Wafi tertawa geli melihat Karenina. Perempuan itu kini seperti asisten baginya.

"Nggak ngapa-ngapain. Aku cuma mau cek kegiatan santri sampai Zuhur setelah itu pulang. Kenapa? Ada yang mau kamu tanyakan?"

"Eum ... kalau pekan depan teman saya main ke rumah ini apa Mas mengizinkan?"

"Oh ya? Siapa? Teman apa?"

Karena Wafi sudah tahu seperti apa masa lalunya, Karenina tak sungkan untuk menceritakan siapa Sheila.

"Boleh, kalau perlu kita ajak buka puasa bersama."

Mata Karenina berbinar mendengar ucapan suaminya. Spontan dia melompat dan memeluk Wafi sembari mengucapkan terima kasih. Wafi yang terkejut dengan ekspresi kegembiraan sang istri, justru mengerutkan dahinya.

Dipeluk Karenina adalah hal yang baru baginya. Karena sejak mereka menikah, keduanya hanya saling berjabat tangan dan sebatas mencium kening saja.

Seolah sadar Wafi terkejut oleh tingkahnya, Karenina cepat mengurai pelukan lalu membuat jarak.

"Maaf, saya terlalu gembira," tuturnya menunduk.

Pria yang masih mengenakan baju Koko berwarna putih itu meraih tangan sang istri. Sembari menggeleng dia kemudian membingkai wajah Karenina.

"Kenapa harus minta maaf? Dan kenapa kamu meluknya saat sudah puasa?

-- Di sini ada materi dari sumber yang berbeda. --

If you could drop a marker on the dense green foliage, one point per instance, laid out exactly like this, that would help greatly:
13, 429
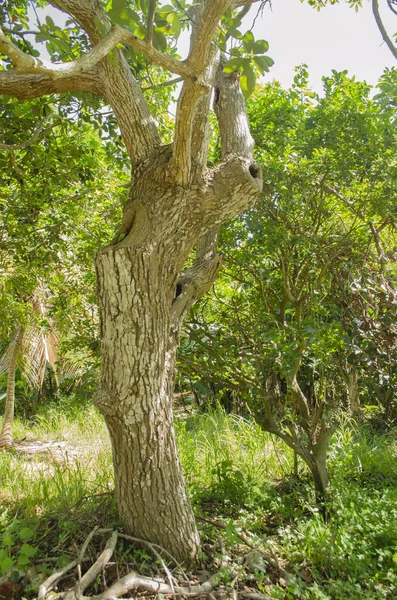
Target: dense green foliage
237, 474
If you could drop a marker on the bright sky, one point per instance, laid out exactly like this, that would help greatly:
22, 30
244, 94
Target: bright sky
335, 38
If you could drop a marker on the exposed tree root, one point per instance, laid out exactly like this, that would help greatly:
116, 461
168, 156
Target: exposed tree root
133, 581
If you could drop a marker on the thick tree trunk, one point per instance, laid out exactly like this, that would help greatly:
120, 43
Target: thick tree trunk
6, 438
139, 346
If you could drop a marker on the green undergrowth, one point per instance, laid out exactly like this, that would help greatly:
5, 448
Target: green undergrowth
237, 475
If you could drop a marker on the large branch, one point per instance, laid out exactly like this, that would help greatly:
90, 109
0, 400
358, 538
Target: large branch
231, 112
207, 15
195, 281
234, 186
382, 29
117, 83
25, 86
27, 64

Heum?" cecarnya dengan suara pelan dan mata menggoda.

Dia tak menyangka Wafi bisa melakukan hal manis seperti itu, dia pun tidak menyangka perlahan kelakuan itu mulai melebur.

"Coba kamu peluk-peluk tadi sebelum sahur atau sesudah buka puasa jadi nggak gini deh!" Kembali Wafi menggoda.

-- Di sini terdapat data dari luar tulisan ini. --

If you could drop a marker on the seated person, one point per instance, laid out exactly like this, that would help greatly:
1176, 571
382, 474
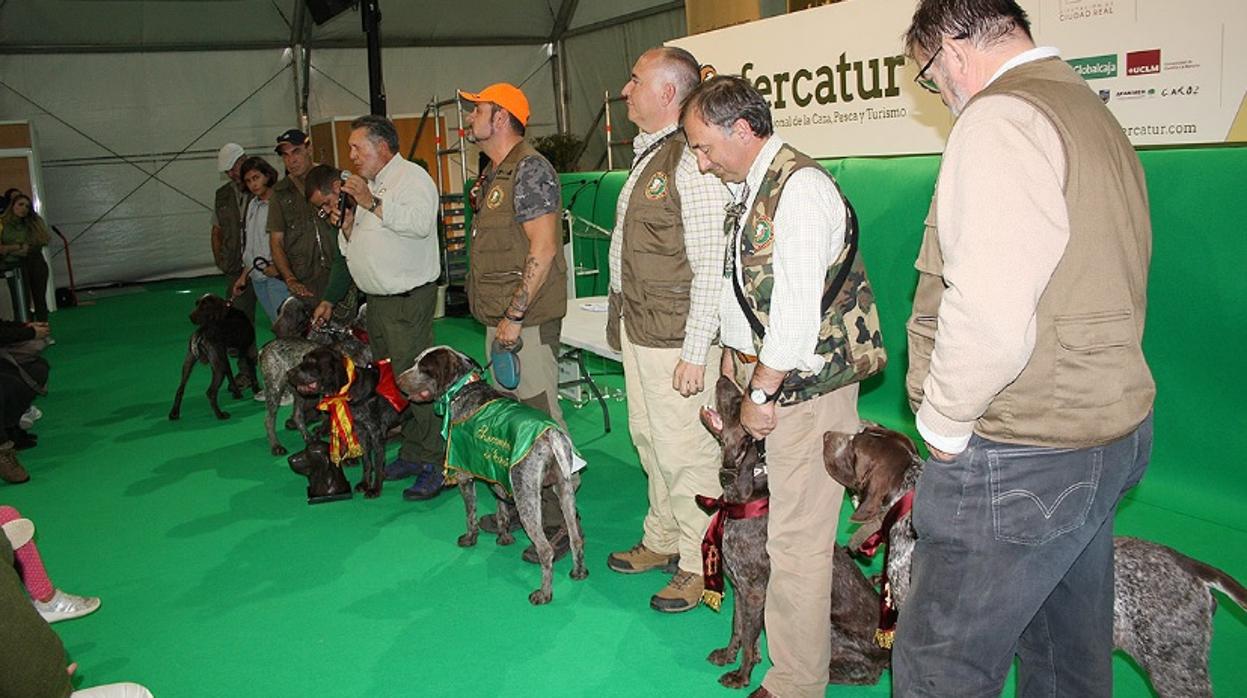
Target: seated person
34, 661
52, 603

Wajah Karenina merona seketika. Dengan kedua tangannya dia menutup wajah seraya berkata, "Maaf, Mas. Aku ke kamar dulu ya."

Tertawa kecil, Wafi membiarkan sang istri meninggalkan dirinya.

"Aku ke pesantren dulu ya. Nanti selepas Zuhur insyaallah aku balik," pamitnya sebelum sang istri masuk kamar.

Karenina membalikkan badan kembali menghampiri Wafi.

"Kenapa? Mau peluk lagi atau minta dipeluk?" candanya.

"Mas Wafi," ujarnya manja sembari menjabat tangan dan mencium punggung tangan suaminya.